The Pause & Resume Cycle

  1. The Node Signals a Pause: A node's executor returns { __pause: true }.
  2. The Engine Pauses: The engine stops and returns a Snapshot with status: "paused".
  3. The Application Waits: Your application saves this snapshot. The workflow is dormant, consuming no resources. The "waiting" logic lives outside the engine (e.g., in a database, a scheduled task runner, or a message queue's visibility timeout).
  4. The Workflow Resumes: When the external event occurs, your application calls engine.execute() again, providing the paused snapshot and the event's data in the externalPayload property.
  5. Execution Continues: The engine re-executes the same node that paused, but this time passes the externalPayload to it. The node's logic can then process the payload and continue the workflow.

Implementing Triggers

While the Refluxo engine is responsible for orchestrating a workflow, it does not handle triggering it. Your application is responsible for listening for events (like an HTTP request) and starting a workflow in response.

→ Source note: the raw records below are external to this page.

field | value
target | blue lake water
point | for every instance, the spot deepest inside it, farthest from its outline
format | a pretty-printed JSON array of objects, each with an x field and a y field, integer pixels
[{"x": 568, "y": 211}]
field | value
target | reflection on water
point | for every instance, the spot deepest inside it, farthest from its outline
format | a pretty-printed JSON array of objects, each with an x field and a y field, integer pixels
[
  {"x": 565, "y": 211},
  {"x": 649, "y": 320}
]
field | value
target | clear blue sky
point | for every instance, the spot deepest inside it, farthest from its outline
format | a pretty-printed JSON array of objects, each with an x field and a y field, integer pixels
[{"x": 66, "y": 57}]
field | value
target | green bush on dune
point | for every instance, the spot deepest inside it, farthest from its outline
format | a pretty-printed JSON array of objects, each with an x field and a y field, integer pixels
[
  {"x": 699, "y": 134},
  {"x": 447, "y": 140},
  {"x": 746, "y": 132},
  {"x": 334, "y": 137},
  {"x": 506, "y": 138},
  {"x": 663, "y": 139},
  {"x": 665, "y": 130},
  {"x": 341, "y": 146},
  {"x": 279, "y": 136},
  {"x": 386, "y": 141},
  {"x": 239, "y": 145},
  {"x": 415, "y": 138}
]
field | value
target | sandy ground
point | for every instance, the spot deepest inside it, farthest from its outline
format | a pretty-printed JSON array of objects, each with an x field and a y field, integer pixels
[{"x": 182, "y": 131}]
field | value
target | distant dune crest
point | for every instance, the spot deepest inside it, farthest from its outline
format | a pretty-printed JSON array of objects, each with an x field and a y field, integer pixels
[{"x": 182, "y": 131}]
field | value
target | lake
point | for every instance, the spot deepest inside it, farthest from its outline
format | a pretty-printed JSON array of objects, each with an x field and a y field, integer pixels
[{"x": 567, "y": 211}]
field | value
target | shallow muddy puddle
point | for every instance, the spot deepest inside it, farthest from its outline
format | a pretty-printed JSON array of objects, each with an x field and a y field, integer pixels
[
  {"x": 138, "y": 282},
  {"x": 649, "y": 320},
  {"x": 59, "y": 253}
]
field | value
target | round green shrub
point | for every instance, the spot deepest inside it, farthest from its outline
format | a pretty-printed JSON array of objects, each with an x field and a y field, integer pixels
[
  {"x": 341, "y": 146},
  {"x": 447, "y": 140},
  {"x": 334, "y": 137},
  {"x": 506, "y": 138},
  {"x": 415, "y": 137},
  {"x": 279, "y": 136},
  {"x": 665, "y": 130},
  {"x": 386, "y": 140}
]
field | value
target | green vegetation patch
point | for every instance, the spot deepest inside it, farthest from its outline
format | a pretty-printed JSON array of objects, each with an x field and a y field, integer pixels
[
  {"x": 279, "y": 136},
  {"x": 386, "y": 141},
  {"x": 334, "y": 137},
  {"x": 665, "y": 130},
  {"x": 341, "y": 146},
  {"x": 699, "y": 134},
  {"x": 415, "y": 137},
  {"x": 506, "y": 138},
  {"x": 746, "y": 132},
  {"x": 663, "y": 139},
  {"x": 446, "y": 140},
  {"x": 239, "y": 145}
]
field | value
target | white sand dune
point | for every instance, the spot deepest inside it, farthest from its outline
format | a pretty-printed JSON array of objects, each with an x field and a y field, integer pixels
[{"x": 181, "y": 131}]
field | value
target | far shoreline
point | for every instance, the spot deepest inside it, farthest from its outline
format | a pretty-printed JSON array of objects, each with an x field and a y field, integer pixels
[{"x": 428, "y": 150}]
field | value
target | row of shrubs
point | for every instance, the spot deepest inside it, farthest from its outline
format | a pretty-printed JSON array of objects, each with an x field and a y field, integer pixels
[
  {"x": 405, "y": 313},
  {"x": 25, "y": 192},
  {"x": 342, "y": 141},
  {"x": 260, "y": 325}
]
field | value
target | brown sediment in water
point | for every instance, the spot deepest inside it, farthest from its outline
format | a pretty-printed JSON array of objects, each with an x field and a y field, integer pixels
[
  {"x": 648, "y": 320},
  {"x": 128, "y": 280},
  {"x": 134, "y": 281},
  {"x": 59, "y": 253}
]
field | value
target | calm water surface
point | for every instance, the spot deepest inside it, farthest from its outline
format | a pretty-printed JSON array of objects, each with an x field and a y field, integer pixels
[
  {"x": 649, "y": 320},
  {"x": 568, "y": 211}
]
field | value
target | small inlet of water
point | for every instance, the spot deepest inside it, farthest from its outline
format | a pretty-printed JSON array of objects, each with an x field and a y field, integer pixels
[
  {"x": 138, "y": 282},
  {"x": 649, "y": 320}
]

A "trigger" is simply the first node in a workflow, and its job is to process the initial externalPayload.

Example: A Webhook Trigger

Let's imagine you want to start a workflow whenever your application receives a POST request to /webhooks/github.

1. The Application Server (e.g., with Express.js)

This code lives in your application, not inside the engine. It listens for HTTP requests.

typescript
import express from "express";
import { WorkflowEngine } from "refluxo-engine";
import { workflow, nodeDefinitions } from "./workflow"; // Your definitions

const app = express();
app.use(express.json());

const engine = new WorkflowEngine({ workflow, nodeDefinitions });

app.post("/webhooks/github", async (req, res) => {
  console.log("GitHub webhook received. Starting workflow...");

  const finalSnapshot = await engine.execute({
    initialNodeId: "github-trigger-node", // The ID of our trigger node
    workflowId: `github-event-${Date.now()}`,
    // The request body is passed as the external payload
    externalPayload: req.body, 
  });

  // Acknowledge the webhook immediately
  res.status(202).send("Accepted");

  // You can then handle the finalSnapshot asynchronously
  console.log(`Workflow finished with status: ${finalSnapshot.status}`);
});

app.listen(3000, () => console.log("Listening for webhooks..."));

2. The Trigger Node Definition

The github-trigger node itself is extremely simple. Its only job is to take the data from the externalPayload and pass it on as its own output.

typescript
const nodeDefinitions: NodesDefinition = {
  "github-trigger": {
    input: object({}), // No static input needed
    output: object({}), // The output will be the dynamic webhook body
    executor: async (data, context, externalPayload) => {
      // The trigger node's main purpose is to inject the external
      // payload into the workflow's context.
      console.log("Processing trigger data...");
      return { data: externalPayload || {} };
    },
  },
  // ... other nodes in your workflow that process the GitHub event
};

By separating the trigger mechanism (the web server) from the orchestration logic (Refluxo), you gain immense flexibility. You could easily add more triggers (e.g., a cron job, a message queue consumer) that start the same workflow, simply by calling engine.execute() with the appropriate payload.